14 Uma instituição pode ser o próprio conjunto de regras e normas de uma sociedade. Pode ser um sistema de valores, tais como uma crença em comum, ou uma cultura propriamente dita. A normalidade seria, então, o relacionamento harmonioso entre essas instituições, cada uma cumprindo o que lhe é devido. É daí que vem a noção de função social ou funcionalismo.

15 O DIREITO PARA DURKHEIM O direito é o resultado do que acontece nas sociedades resultante dos contratos, das regras, dos crimes das punições, na solidariedade mecânica ou na orgânica. Isto é, numa sociedade mecânica é punitivo e, na sociedade orgânica tende a ser restitutivo. Sociedade mecânica: o crime é justamente contra a consciência coletiva – de agressão a toda a comunidade. As penas tendem a infligir dor ao culpado - não pode ficar sem punição. Esses crimes são contra a herança cultural, as crenças, ao pensamento comum da comunidade.

16 O DIREITO PARA DURKHEIM N a sociedade orgânica, complexas é a lei que revela os tipos de contrato que existem. Há direito comercial, tributário, trabalhista, civil, criminal e outros, revelando a complexidade das relações. Os crimes nessas sociedades não atingem diretamente a consciências das pessoas, mas os contratos estabelecidos. Por isso as penas são de restituição. O direito estaria para a sociedade assim como o cérebro está para o organismo. Existem partes diferentes no corpo, com funções diferentes, e o cérebro comanda tudo. As leis de um país é que deveriam cuidar para que as instituições cumpram cada um seu papel harmoniosamente.

17 PROPOSTA DE ATIVIDADES A casa e a rua: São noções que exprimem valores morais e representam espaços de ação social. A casa define espaço privado e íntimo. Espaço de afago e afeto; A rua é um espaço público de impessoalidade, desunamo, de isolamento. É espaço de malandragem de perigo, daquilo que não tem dono. Estar em casa ou na rua envolve gestos, atitudes, roupas, assuntos e mesmo papéis sociais. - O que pode ou não pode nesses espaços? - Tabulação e interpretação dos questionários do presídio Hidelbrando de Souza

18 PROPOSTA DE ATIVIDADES - Confecção de mural com notícias policiais e discussão em grupo: As instituições aqui apresentadas têm cumprido suas funções de ressocializarem os sujeitos e re-integrá-los a sociedade? - Temos possibilidade de analisá-las a partir da sociologia? O que nos remetem tais análises? - Que encaminhamentos são possíveis fazer com alunos do Ensino Médio a respeito da temática, no que diz respeito ao encaminhamento metodológico da disciplina?

19 Referências Minhoto, Laurindo Dias. As prisões do mercado. Lua nova, n , p. 132, 152, 2002 Setton, Maria da Graça Jacintho. A particularidade do processo de socialização contemporâneo. Tempo social, revista sociológica da USP, v.17, n.2, p , 2003.

20 Crime para Marx Na teoria da mais-valia, o caráter produtivo do crime no modo produtivo de produção. Um filósofo produz ideias, um poeta poemas, um pastor sermões, um professor tratados etc. Um criminoso produz crimes (...) um criminoso não produz somente crimes, ele produz também o Direito Penal e, em consequencia, também o professor que produz cursos de Direito Penal, e, além disso, o inevitável tratado em que este mesmo professor lança no mercado geral suas aulas como mercadorias.

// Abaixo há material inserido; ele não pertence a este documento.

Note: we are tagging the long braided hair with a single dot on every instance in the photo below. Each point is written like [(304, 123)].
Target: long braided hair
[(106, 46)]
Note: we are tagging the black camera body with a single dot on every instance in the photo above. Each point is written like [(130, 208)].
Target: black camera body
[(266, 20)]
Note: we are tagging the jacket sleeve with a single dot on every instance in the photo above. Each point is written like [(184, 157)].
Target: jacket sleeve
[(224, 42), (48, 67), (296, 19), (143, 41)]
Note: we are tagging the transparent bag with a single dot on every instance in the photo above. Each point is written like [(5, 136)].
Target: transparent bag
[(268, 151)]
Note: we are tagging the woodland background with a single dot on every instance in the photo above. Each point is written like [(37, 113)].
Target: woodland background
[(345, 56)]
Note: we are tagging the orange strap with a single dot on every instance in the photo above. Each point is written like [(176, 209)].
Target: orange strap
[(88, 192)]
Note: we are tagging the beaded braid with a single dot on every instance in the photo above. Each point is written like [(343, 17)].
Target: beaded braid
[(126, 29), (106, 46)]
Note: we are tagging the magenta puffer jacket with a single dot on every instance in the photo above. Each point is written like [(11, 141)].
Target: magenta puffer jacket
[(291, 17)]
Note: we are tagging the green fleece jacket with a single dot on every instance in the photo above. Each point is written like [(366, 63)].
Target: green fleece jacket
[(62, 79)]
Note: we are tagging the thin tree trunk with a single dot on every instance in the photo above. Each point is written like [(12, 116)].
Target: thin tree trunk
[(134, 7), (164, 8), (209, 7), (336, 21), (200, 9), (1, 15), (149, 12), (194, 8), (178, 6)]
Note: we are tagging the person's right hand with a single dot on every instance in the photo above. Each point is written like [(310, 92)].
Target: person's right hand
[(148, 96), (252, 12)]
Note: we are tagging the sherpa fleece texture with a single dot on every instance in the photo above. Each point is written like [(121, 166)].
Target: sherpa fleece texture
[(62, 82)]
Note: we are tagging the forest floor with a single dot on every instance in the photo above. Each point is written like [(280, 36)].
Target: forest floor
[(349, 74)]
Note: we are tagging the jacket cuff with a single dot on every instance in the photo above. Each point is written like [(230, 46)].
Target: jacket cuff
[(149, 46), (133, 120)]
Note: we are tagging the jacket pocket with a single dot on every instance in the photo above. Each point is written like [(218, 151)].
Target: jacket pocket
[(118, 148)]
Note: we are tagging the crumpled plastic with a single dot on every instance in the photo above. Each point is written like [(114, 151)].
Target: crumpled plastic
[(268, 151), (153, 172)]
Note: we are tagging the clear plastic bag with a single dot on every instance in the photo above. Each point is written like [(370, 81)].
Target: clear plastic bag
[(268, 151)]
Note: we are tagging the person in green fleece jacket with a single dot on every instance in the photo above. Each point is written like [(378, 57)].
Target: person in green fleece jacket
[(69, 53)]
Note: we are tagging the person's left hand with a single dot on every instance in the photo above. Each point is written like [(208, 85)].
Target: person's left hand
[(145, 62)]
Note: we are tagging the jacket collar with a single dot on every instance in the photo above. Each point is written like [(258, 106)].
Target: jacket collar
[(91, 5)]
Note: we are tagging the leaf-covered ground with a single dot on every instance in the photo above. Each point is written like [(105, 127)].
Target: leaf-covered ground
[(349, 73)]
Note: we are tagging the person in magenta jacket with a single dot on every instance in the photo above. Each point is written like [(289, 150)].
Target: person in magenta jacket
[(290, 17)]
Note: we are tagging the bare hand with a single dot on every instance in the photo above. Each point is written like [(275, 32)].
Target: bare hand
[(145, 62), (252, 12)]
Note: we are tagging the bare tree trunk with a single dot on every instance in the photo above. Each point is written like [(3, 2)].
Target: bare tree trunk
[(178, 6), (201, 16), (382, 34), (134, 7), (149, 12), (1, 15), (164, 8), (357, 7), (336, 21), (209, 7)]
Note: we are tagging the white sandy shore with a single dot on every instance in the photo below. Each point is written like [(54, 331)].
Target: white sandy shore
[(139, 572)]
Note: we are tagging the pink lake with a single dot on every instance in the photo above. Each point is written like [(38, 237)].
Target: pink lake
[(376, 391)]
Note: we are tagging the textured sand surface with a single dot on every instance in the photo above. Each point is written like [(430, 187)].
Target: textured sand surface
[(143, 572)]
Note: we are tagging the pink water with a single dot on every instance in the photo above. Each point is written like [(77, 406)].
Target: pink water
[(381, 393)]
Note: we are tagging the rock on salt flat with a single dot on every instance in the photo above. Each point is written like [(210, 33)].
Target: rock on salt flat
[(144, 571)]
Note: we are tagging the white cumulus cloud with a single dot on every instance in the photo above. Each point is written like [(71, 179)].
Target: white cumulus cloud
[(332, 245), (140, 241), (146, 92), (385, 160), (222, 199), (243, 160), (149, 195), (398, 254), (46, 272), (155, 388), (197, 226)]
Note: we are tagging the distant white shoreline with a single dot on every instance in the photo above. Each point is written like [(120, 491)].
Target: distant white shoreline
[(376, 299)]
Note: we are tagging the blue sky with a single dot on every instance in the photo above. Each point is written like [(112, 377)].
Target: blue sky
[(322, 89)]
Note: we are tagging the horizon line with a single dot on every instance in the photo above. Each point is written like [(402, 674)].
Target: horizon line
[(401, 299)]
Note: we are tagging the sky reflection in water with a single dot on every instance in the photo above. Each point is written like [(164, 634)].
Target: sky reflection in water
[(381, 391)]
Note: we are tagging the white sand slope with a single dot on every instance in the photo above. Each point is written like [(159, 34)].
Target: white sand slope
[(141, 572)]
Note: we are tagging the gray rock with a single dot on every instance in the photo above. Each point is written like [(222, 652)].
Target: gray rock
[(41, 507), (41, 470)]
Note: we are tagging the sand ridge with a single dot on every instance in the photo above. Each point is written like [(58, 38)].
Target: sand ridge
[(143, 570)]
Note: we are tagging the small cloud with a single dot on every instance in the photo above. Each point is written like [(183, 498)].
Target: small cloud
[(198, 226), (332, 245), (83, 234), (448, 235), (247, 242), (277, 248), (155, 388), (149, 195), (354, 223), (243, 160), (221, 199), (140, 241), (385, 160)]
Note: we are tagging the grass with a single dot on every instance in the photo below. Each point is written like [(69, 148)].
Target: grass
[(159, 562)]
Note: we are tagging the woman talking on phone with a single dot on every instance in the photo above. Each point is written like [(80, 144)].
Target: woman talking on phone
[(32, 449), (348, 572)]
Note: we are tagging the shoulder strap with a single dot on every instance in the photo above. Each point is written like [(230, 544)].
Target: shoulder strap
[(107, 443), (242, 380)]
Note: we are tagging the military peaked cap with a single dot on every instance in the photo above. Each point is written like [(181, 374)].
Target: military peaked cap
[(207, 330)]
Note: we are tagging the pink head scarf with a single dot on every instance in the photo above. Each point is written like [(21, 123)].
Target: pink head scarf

21 Crime para Marx (...) o criminoso produz, além disso, toda a polícia e toda a justiça penal, os beleguins, carrascos, juízes, etc. (...) Enquanto o crime retira uma parte da população supérflua do mercado de trabalho e assim reduz a competição entre os trabalhadores (...) a luta contra o crime absorve outra parte dessa mesma população (...) o crime, pelos meios mais renovados de ataque a propriedade, dá origem a métodos sempre renovados de defendê-la e, de imediato sua influência na produção de máquinas e tão produtivas quanto às greves. Minhoto (2002, p.146).